2007-12-04 18:03:29

by Markus Metzger

[permalink] [raw]
Subject: [patch 0/2] x86, ptrace: support for branch trace store(BTS)

Support for Intel's last branch recording to ptrace. This gives debuggers
access to this hardware feature and allows them to show an execution trace
of the debugged application.

Last branch recording (see section 18.5 in the Intel 64 and IA-32
Architectures Software Developer's Manual) allows taking an execution
trace of the running application without instrumentation. When a branch
is executed, the hardware logs the source and destination address in a
cyclic buffer given to it by the OS.

This can be a great debugging aid. It shows you how exactly you got
where you currently are without requiring you to do lots of single
stepping and rerunning.

This patch manages the various buffers, configures the trace
hardware, disentangles the trace, and provides a user interface via
ptrace.

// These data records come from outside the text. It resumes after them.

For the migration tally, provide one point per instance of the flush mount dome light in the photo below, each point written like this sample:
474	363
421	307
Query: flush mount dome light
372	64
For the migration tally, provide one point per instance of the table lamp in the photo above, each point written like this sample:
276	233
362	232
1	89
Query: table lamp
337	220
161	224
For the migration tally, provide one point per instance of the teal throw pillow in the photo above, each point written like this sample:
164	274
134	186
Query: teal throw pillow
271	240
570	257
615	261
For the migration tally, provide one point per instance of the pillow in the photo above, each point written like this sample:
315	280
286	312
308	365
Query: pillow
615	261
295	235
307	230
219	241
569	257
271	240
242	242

On the high-level design:
- there is one optional trace buffer per thread_struct
- upon a context switch, the trace hardware is reconfigured to either
disable tracing or to use the appropriate buffer for the new task.
- tracing induces ~20% overhead as branch records are sent out on
the bus.
- the hardware collects trace per processor. To disentangle the
traces for different tasks, we use separate buffers and reconfigure
the trace hardware.
- the low-level data layout is configured at cpu initialization time
- different processors use different branch record formats
- the implementation is done in two layers
- the lower layer implements the DS/BTS access
- the higher layer implements a ptrace interface

Per-CPU tracing can be implemented on top of the lower layer.
A per-cpu array of DS pointers needs to be ds_allocate()'d and the
MSR_IA32_DS_AREA and MSR_IA32_DEBUGCTLMSR MSR's need to be properly
configured. Care needs to be taken to not interfere with the ptrace
use of the above MSR's.


patch 1/2 contains the kernel changes
patch 2/2 contains changes to the ptrace man pages


regards,
markus.